One of the things I was pretty sure would happen in the months after my book launch is that I would fall into a pit of despair. AND I WAS RIGHT! Woo-hoo!! It was almost exactly like that Atari Game, Pitfall, which I spent hours playing as a kid: You see the quicksand ahead of you and you’re like, neah, I’m gonna clear that shit, I’ve got it this time, just need to grab that rope and swing across. But then you don’t and then you just sink in and you’re like, oh well, fuck it, guess I’ll just hit reset, which for your kid self means eating some Fruity Pebbles, maybe, or riding your bike, or shooting some baskets, but to your adult self means watching Mad Men episodes while alternating alcohol and caffeine until you wake up in September.

I don’t mean to sound dramatic. I mean, it really wasn’t a pit. It was more of a chipmunk hole. A chipmunk hole that had Netflix.

I’ve always admired my dad for his ability to wake up each morning with purpose no matter how overwhelming his life got. And he’s had some overwhelming situations. Two children. Three divorces. Two cancers. Running his own business through it all. I used to think it was just that life never got overwhelming to him somehow. But I figure now that’s probably not really true. I just think he has different brain mechanisms for coping than I do. (I got mine from my mom). During busy or crazy times, he has been known to do the waking up with purpose at 3 or 4 in the morning. Can’t sleep? Well, get up and go get shit done. I don’t operate that way. Even when I’m not deep in a chipmunk hole of despair, if I for some reason wake up at 3 or 4 in the morning during busy times (such as the kind I’m stuck in now), I have absolutely no impulse to get shit done. Mostly, even when I wake up at 10 am full of happy (#notaeuphemism), my wakings come with a fair amount of indecision and panic and cowardice.

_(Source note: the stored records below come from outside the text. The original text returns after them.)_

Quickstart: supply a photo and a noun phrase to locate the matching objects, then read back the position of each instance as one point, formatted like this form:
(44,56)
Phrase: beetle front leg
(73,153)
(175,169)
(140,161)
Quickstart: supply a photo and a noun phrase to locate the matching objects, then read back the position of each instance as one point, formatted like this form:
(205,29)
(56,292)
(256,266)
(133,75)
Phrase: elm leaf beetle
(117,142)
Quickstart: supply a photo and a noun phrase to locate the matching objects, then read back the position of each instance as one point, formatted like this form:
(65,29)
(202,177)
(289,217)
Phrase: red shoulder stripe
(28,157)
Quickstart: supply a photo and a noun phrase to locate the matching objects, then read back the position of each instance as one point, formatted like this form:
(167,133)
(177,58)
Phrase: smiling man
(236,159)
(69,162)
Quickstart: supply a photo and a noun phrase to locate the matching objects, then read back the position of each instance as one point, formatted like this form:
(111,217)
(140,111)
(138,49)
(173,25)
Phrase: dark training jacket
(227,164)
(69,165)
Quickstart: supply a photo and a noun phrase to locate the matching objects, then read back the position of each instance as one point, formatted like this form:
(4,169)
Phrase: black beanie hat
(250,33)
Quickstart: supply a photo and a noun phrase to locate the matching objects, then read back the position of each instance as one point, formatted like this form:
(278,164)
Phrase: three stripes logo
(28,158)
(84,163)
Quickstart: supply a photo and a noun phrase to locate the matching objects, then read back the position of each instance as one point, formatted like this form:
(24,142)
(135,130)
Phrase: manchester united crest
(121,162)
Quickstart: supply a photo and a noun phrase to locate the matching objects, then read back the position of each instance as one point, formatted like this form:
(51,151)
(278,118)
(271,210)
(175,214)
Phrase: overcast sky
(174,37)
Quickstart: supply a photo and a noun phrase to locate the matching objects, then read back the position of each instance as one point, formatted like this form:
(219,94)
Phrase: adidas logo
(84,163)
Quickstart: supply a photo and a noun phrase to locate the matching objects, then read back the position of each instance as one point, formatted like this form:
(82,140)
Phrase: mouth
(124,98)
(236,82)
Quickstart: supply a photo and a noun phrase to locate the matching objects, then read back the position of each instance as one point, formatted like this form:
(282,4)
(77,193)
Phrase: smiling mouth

Which is why it’s good to have dogs. But that’s another topic.

Look, I’m digressing here. My intent was not to describe to you my despair. It was to show you some photos from the last several months of book happenings.

And ALSO to say that if you have read THIS IS NOT A CONFESSION please go to Amazon or Goodreads and review it. It’s Friday afternoon, after all. What better thing to do?

Here are two handy links to do just that.

Review THIS IS NOT A CONFESSION on AmazonReview THIS IS NOT A CONFESSION on Goodreads

 

 

 

These reviews help so much and so I really appreciate everybody who has taken the time to review the book already.

THANK YOU!

And now here are some photos from the last several months of book readings, etc.

Donald Quist is my press-mate at Awst Press. His book Harbors came out in September and here we are after a reading we did together in DC.

David Olimpio and Donald Quist

And here we are at the reading (which took place at Upshur Street Books) discussing the size of our fonts, as male writers are wont to do.

Donald Quist and David Olimpio

I then was lucky to read at Jen Michalski’s Baltimore Reading series Starts Here! with several other fine writers. If you’re wondering which one I am, I’m the one holding the beer.

Starts Here Reading Series, Baltimore

Somebody caught me in my famous “holding dirty laundry pose #33″….

David Olimpio

The final DC-area stop was at Nathan Leslie’s “Reston Readings” series where I got to read with Tara Laskowski and Art Taylor. And the wonderful Laura Ellen Scott had the wherewithal to know that I would probably want some documentation of this, so she captured this here photo.

Reston Readings, David Olimpio

By the way, one thing I’ve realized is important when you are about to go do readings at a bunch of places is to make sure you have a lot of different types of shirts to wear. Notice how these photos make it look like I don’t wear the same shirt every day of my life!